Out-Law News 3 min. read

Business Secretary denounces "heavy handed" European employment regulations


Business Secretary Vince Cable has reiterated his commitment to "rolling back excessive regulation" from Europe ahead of expected employment law changes due to be announced as part of the Queen's Speech.

In an opinion piece written for the Daily Telegraph, Cable denounced the "red tape factories of Brussels" for the introduction of laws such as the Working Time Directive (WTD), which limits the working week to 48 hours.

"The directive incorporates the idea that is most clearly expressed in the French 35-hour week: that work should be compulsorily restricted and shared out, whether or not it suits the needs of individual workers or firms," he said. "Not only is this dreadful economics, it is also deeply illiberal."

He said that the UK, which insisted on retaining the right for workers to opt out of the limit, was no longer the only European country opposed to the EU's "heavy-handed, one-size-fits-all approach".
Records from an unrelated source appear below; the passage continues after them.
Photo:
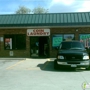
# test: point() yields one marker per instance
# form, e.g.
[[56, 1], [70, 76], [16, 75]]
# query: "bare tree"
[[23, 10]]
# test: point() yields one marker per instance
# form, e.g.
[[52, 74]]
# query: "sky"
[[53, 6]]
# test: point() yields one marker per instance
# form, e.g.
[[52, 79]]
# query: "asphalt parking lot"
[[39, 74]]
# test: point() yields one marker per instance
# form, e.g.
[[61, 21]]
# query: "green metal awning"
[[49, 19]]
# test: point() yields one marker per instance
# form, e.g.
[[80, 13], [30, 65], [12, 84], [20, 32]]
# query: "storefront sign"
[[57, 41], [38, 32]]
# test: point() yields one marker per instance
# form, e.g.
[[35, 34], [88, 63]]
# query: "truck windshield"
[[71, 45]]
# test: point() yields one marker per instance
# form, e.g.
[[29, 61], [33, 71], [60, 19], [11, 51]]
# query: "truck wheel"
[[55, 65]]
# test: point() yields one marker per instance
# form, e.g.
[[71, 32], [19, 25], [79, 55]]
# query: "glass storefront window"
[[68, 37], [58, 38], [15, 42], [85, 39]]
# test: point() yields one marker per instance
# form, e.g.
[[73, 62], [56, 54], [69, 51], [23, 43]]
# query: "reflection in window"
[[15, 41]]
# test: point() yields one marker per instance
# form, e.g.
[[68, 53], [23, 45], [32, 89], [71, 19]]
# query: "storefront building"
[[37, 35]]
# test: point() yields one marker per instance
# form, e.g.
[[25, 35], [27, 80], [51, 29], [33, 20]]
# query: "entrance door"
[[39, 46]]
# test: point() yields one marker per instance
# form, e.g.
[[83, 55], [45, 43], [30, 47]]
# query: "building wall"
[[26, 53], [16, 53], [81, 30]]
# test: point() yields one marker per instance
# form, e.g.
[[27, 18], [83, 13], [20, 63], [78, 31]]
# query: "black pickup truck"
[[72, 54]]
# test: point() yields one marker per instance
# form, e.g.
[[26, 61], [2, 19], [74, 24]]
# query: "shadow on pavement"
[[49, 66]]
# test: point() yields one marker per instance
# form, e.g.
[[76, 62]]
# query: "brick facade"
[[26, 53]]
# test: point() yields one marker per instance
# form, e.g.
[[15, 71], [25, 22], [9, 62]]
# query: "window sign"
[[68, 37], [8, 43], [85, 39], [56, 40]]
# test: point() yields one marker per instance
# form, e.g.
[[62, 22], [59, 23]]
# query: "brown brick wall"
[[26, 53]]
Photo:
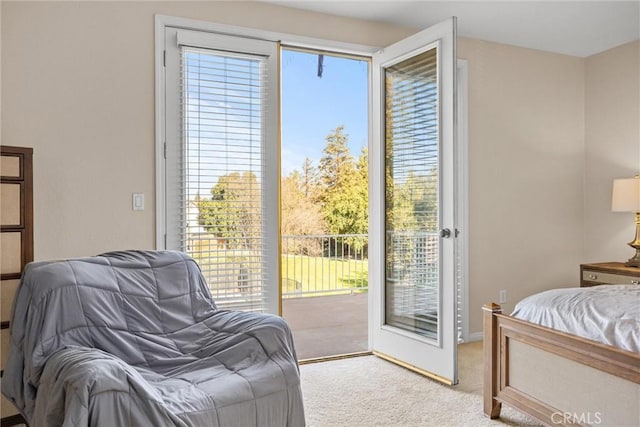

Cable added that he was "fighting" to restrict the impact of other European employment law changes, including proposed European Parliament amendments to the Pregnant Workers Directive and recent "damaging" rulings by the European Court of Justice.

"One ruling decrees that employers should be forced to give their employees more time off work if they are injured or fall ill while on holiday. This proposition goes far beyond what was originally intended by the WTD and would simply strangle small businesses," he said. "I have instructed my officials to roll back these damaging rulings wherever possible, ensuring we strike a balance between protecting employees and giving employers the flexibility they need to help grow this country out of recession."

However employment law expert Amy Brokenshire of Pinsent Masons, the law firm behind Out-Law.com, said that there were limits to what the Government could do to 'resist' European regulations.

"We are, after all, part of Europe and Mr Cable is not suggesting that we change that," she said. "Accordingly, the UK is going to be subject to European legislation going forwards, and the Government won't be able to simply pick and choose which bits of European legislation should and shouldn't apply."

The Government is due to unveil an Enterprise and Regulatory Reform Bill as part of its legislative agenda for the next Parliamentary session tomorrow, according to press reports. The plans will reportedly bring in changes to the pay of top executives and a streamlined employment tribunal system, as well as reducing the regulatory burden for small businesses.

The Department for Business, Innovation and Skills (BIS) recently led a consultation process on a package of measures it described as "the most radical reform to employment law for decades". It has proposed reducing the 90-day minimum consultation period for collective redundancies, streamlining criminal records checks and introducing 'protected conversations' which would allow employers and employees to have frank discussions about workplace issues future plans without risk of any comments being used against them in a tribunal.

Proposed changes to the tribunal system include the introduction of fees for anyone wishing to take a claim to an employment tribunal. The Ministry of Justice (MoJ) recently consulted on the best method of doing this, with separate fees to lodge a claim then take it to a hearing proposed. Alternatively a threshold could be introduced, so that those seeking a tribunal award of more than £30,000 will have to pay more to bring a claim.

The Government also set out its plans to allow shareholders a binding vote on executive salaries, alongside other measures designed to address growing concerns about rising executive pay levels, in March.

Some of the measures that are likely to be covered in the Queen's Speech have already come into force, said Brokenshire. For example, some employment judges have already begun to sit alone while hearing unfair dismissal cases.

"However, we are still waiting for a firm date for the introduction of early ACAS conciliation and the proposals in relation to employment tribunal fees and protected conversation are still subject to consultation," she said. "In the absence of further detail about these proposals, it is difficult to understand how they will be expected to work in practice. In particular, the concept of protected conversations has been pitched as a fairly radical proposal for change, and yet at present it remains entirely unclear how these conversations will be expected to be used by employers and employees in practice."